When City Hall was undergoing its recently completed $38 million renovation, architects Ford, Powell & Carson uncovered 18 shallow niches in walls that formerly held indoor windows, a common source of interior ventilation in buildings built before the advent of air conditioning.
Architect Allison Chambers suggested using the niches for artwork, and the staff of the city’s Department of Arts & Culture saw an opportunity. It commissioned six artists to fill those niches, which are situated in groups of three abutting hallways in the main lobbies of floors two, three, and four in City Hall.
The resulting works are by contemporary San Antonio artists Ruth Leonela Buentello, Ana Fernandez, Emily Fleisher, Raul Rene Gonzalez, Megan Harrison, and Mari Hernandez. All reflect aspects of the city they call home. The artists were tasked to consider the theme “creative geographies,” which could include notions of mapmaking, local culture, and the history of the area’s residents.
Gonzalez chose genres of local music as his subject for a set of three paintings. Hernandez created photographic portraits of members of the Tap Pilam Nation. Fernandez depicted three San Antonio streets, while Harrison elegantly framed three views of acequias and local waterways. Buentello highlighted migrants’ role in the city.
By focusing on the very niches that would hold her artwork, sculptor Emily Fleisher said she tried to “pick apart the truth of the site” — that “City Hall is, and always has been, an office building” since its construction in 1889.
In her three-part work titled Foundational Elements, Fleisher pays homage to the original City Hall while bringing to light other generally unseen aspects of City operations.
A miniature rendering in concrete of the pre-renovation City Hall is set atop a miniature desk, with a slew of stacked papers and file folders, also cast in concrete, between the building and desk surface.
“I thought it would be a fun nod to all of the people who have worked in the building over the years” and all the “mundane office tasks” they must perform, she said.
Behind the more glamorous and public roles of mayor, city manager, and City Council are the many staff members who make City Hall — what Councilwoman Melissa Cabello-Havrda (D6) called “the house of the people” — work.
“They are the backbone of the city, they are making the city run,” she said. “Without them, I’m not here. Without them, all of the work I try to do to get your streets fixed doesn’t happen.”
Joining City Hall are miniature renderings of the Bexar County Courthouse and Mission Espada. Above each are glass lamps that echo the three tiny Espada mission bells in the center niche.
Fleisher’s sculptures sparked a joyful reaction when Cabello-Havrda first saw them, both because Fleisher is a resident of District 6 and her work represents the talent there, and for what she chose to represent.
“Those are very important buildings to me as a native San Antonian,” the councilwoman said, in that they represent law, government, and the city’s deep and complex cultural identity.
While Fleisher highlights the work most constituents of local government rarely see, most members of the public won’t be able to see any of the new artworks for some time. Due to standard security precautions, only people with official City Hall business are permitted access inside the building’s newly renovated floors.

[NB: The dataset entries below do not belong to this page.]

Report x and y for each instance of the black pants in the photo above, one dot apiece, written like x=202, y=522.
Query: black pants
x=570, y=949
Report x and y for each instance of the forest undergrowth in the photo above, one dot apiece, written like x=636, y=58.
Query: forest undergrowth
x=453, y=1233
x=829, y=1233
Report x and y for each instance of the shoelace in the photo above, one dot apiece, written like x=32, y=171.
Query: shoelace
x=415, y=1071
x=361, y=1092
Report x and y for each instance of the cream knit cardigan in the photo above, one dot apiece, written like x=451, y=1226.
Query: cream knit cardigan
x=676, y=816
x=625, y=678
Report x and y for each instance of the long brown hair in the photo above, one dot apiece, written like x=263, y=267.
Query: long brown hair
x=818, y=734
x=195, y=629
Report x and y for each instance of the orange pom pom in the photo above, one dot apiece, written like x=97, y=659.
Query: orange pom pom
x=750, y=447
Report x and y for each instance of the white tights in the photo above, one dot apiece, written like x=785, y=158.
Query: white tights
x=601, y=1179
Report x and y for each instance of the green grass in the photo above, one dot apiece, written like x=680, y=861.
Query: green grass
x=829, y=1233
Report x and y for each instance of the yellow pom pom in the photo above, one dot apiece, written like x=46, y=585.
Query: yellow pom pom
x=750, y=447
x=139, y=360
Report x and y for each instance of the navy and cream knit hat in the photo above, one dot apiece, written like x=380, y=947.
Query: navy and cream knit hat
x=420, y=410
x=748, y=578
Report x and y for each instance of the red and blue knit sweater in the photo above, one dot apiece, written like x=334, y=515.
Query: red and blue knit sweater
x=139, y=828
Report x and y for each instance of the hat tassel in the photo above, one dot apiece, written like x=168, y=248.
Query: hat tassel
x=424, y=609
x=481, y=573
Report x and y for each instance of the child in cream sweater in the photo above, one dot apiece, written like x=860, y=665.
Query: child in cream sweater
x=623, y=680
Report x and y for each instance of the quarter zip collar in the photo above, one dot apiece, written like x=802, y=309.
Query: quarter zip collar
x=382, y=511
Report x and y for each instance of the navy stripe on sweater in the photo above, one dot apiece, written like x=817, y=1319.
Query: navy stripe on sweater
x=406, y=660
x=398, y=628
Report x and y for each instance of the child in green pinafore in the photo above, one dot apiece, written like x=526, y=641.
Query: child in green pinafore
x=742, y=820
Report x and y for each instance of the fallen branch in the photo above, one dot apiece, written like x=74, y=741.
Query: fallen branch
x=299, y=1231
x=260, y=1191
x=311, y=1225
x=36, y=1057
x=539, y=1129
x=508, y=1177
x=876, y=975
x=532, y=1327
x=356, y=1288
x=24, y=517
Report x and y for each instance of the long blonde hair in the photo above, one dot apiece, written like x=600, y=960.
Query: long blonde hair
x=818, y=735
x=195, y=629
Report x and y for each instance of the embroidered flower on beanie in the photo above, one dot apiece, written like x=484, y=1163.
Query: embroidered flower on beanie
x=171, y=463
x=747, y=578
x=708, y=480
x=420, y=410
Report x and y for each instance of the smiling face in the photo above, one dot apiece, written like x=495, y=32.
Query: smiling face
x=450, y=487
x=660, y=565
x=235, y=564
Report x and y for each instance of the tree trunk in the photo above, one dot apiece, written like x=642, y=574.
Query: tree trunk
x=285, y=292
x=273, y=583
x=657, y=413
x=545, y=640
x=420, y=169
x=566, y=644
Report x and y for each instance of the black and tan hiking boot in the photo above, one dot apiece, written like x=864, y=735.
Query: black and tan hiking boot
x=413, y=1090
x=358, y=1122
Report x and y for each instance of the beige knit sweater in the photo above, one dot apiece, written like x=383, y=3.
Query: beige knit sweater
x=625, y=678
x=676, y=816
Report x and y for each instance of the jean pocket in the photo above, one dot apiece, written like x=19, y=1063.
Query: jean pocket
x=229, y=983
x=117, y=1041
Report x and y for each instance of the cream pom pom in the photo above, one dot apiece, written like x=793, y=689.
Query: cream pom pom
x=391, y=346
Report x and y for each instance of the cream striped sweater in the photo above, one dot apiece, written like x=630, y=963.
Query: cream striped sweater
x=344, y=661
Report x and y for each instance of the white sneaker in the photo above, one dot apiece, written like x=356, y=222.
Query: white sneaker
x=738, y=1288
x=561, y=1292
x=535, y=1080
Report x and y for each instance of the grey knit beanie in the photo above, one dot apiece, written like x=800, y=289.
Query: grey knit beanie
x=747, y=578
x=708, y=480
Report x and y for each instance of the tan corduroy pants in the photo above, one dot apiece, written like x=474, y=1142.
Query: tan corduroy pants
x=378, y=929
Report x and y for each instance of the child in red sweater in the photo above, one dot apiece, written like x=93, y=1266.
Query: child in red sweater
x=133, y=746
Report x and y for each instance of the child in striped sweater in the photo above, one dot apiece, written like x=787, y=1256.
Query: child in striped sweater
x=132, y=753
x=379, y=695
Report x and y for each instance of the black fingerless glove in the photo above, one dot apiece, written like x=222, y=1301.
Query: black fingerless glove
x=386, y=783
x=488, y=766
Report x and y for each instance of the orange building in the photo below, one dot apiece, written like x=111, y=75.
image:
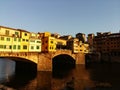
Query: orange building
x=107, y=43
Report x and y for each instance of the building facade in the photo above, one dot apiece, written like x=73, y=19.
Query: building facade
x=108, y=43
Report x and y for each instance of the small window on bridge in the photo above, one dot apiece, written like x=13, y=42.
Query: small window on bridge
x=4, y=46
x=1, y=46
x=32, y=47
x=24, y=46
x=18, y=46
x=10, y=47
x=8, y=39
x=37, y=47
x=2, y=38
x=15, y=39
x=14, y=46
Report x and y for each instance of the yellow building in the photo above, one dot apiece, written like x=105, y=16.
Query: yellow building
x=60, y=43
x=10, y=39
x=73, y=44
x=45, y=34
x=48, y=44
x=84, y=48
x=34, y=43
x=24, y=35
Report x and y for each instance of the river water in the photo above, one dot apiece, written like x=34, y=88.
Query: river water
x=93, y=77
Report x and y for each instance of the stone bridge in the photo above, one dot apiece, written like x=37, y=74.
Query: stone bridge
x=44, y=61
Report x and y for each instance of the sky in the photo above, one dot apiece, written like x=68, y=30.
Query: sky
x=65, y=17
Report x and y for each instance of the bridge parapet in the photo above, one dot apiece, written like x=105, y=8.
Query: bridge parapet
x=33, y=57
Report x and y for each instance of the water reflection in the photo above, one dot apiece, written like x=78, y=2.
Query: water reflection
x=94, y=77
x=7, y=69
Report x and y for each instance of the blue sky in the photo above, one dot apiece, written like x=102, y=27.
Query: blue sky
x=61, y=16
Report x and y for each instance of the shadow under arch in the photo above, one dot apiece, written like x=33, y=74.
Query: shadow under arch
x=62, y=64
x=23, y=65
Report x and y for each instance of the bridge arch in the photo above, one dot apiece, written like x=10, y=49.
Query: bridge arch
x=22, y=65
x=63, y=61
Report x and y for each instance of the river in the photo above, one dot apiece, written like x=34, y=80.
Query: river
x=93, y=77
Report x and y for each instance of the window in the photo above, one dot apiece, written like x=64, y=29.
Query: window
x=25, y=34
x=7, y=32
x=26, y=40
x=19, y=40
x=18, y=46
x=8, y=39
x=15, y=39
x=2, y=38
x=10, y=47
x=38, y=41
x=24, y=46
x=51, y=41
x=32, y=47
x=23, y=39
x=4, y=46
x=16, y=33
x=32, y=40
x=14, y=46
x=37, y=47
x=1, y=46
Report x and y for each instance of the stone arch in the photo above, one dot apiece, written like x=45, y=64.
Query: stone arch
x=22, y=65
x=63, y=61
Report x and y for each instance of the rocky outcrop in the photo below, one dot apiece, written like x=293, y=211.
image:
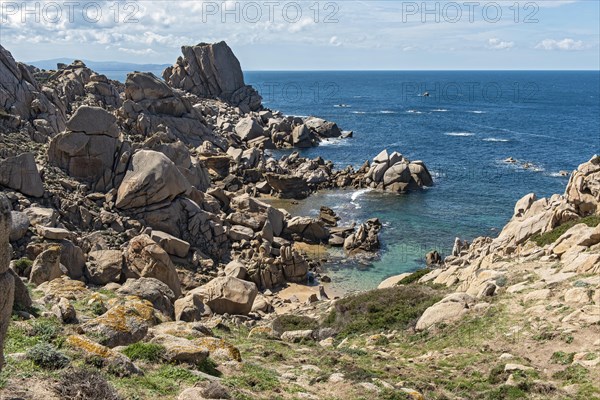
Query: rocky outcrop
x=151, y=106
x=76, y=85
x=90, y=150
x=7, y=283
x=153, y=290
x=145, y=258
x=229, y=295
x=21, y=174
x=583, y=189
x=24, y=104
x=123, y=324
x=46, y=266
x=151, y=178
x=396, y=173
x=366, y=237
x=212, y=70
x=449, y=309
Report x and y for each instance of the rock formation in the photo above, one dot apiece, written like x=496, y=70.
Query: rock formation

An open house is in the works, however, to give San Antonians a chance to see not only the new building, but the artworks that now adorn its many niches and walls, said Department of Arts and Culture Executive Director Debbie Racca-Sittre.
In addition to the six commissioned installations, Stephanie Torres, a senior management analyst with the department, curated a selection of the City’s art collection to fill the walls of the basement level and other floors with framed artworks by a selection of the city’s artists.
Included are works on paper by Jose Villalobos, who has lately received national recognition, small portraits in pencil by César Martínez, who has been collected by the Smithsonian American Art Museum, and a distinctly Trumpian visage by Richard Armendariz titled Time Will Tell.
The basement features an oil painting honoring the Tuskegee airmen by Howard Roeder Jr., portraits by Anthony Francis, and drawings by Joe de la Cruz, one of which features a Black Lives Matter hoodie.
Racca-Sittre said final approval of the artworks rested with the city manager’s office, which had no issues with the installation.
In a media statement issued by the city, Mayor Ron Nirenberg praised the inclusion of local art: “These artworks bring much more than interior décor for this space. They intrinsically set the tone for the important issues tackled here, rooting us in the fabric of San Antonio.”
Cabello-Havrda emphasized that including art in the seat of local government is a point of distinction for the city.
“It warms my heart to go into City Hall and know that I’m in San Antonio City Hall,” she said. “This isn’t just any city hall across the country. It is San Antonio’s City Hall. And you see that everywhere you look in that building. I love this city, this city is my whole heart. Seeing [the art] just inspires me.”